If Only You Could See the Pianos
Much has been written about the odd brain phenomenon known as synesthesia; more so in the recent years, due to its becoming more widely accepted and recognized by science. For those of you still unfamiliar with it, it is basically a peculiar anomaly of the human brain that forces two or more senses to be “combined” in some manner or another… thereby creating odd alterations of experience such as “tasting” colors and shapes or “seeing” music as colors, textures and patterns in the mind when it is played. Since as far back as I can remember, I have been rather pleasantly familiar with the latter kind.

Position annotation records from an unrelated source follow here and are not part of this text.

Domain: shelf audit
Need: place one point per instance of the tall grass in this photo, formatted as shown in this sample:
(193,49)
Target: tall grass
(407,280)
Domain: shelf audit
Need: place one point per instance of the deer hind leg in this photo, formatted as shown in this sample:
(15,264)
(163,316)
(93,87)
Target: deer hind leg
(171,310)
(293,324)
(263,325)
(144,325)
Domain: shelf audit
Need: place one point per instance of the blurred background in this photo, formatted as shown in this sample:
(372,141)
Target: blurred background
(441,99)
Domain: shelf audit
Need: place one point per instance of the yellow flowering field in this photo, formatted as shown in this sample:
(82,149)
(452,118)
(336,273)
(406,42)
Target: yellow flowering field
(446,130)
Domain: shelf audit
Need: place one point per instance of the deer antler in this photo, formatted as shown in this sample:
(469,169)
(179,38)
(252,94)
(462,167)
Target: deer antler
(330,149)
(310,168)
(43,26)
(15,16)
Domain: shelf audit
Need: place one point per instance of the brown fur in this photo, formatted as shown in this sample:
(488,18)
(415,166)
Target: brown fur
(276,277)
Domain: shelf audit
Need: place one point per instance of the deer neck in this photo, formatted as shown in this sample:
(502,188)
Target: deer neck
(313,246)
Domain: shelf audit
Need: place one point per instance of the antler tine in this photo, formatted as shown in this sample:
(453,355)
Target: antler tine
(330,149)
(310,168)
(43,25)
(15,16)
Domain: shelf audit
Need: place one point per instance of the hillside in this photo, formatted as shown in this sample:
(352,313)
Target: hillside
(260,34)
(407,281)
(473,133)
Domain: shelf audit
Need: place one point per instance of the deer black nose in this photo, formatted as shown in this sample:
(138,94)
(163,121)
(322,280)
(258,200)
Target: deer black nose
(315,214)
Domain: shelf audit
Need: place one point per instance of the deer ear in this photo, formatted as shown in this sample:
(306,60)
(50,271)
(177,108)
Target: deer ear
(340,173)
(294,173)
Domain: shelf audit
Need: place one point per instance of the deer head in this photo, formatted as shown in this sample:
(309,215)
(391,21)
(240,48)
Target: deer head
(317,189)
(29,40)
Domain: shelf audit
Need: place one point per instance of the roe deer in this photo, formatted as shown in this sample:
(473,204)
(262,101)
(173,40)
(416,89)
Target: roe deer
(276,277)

As an artist or writer of any sort, it is often quite frustrating to visualize and conceive things that don’t fare as well on paper or in some other tangible form of art… the plight of the synesthete is certainly no exception. Electronic music, especially – while often appearing as dissonant and repetitious noise to the untrained ear – is particularly appealing to me, because instead of mentally picturing people playing instruments I visualize perpetual, rhythmic patterns of texture and color. Distorted sounds are serrated, metallic or even a bit “fuzzy” around the edges, while strings and pads in the background have a murky, auroral effect that smoothly fades in and out of view. Even reverberation and echoes leave some kind of visual imprint on my imagination…a sort of ghostly after-image, appropriately.
If only I could show you what piano sounds “look” like… sharp, tinkling suggestions of crystal, glinting like falling, angular rain in shades of eerie, pinkish-red sunset.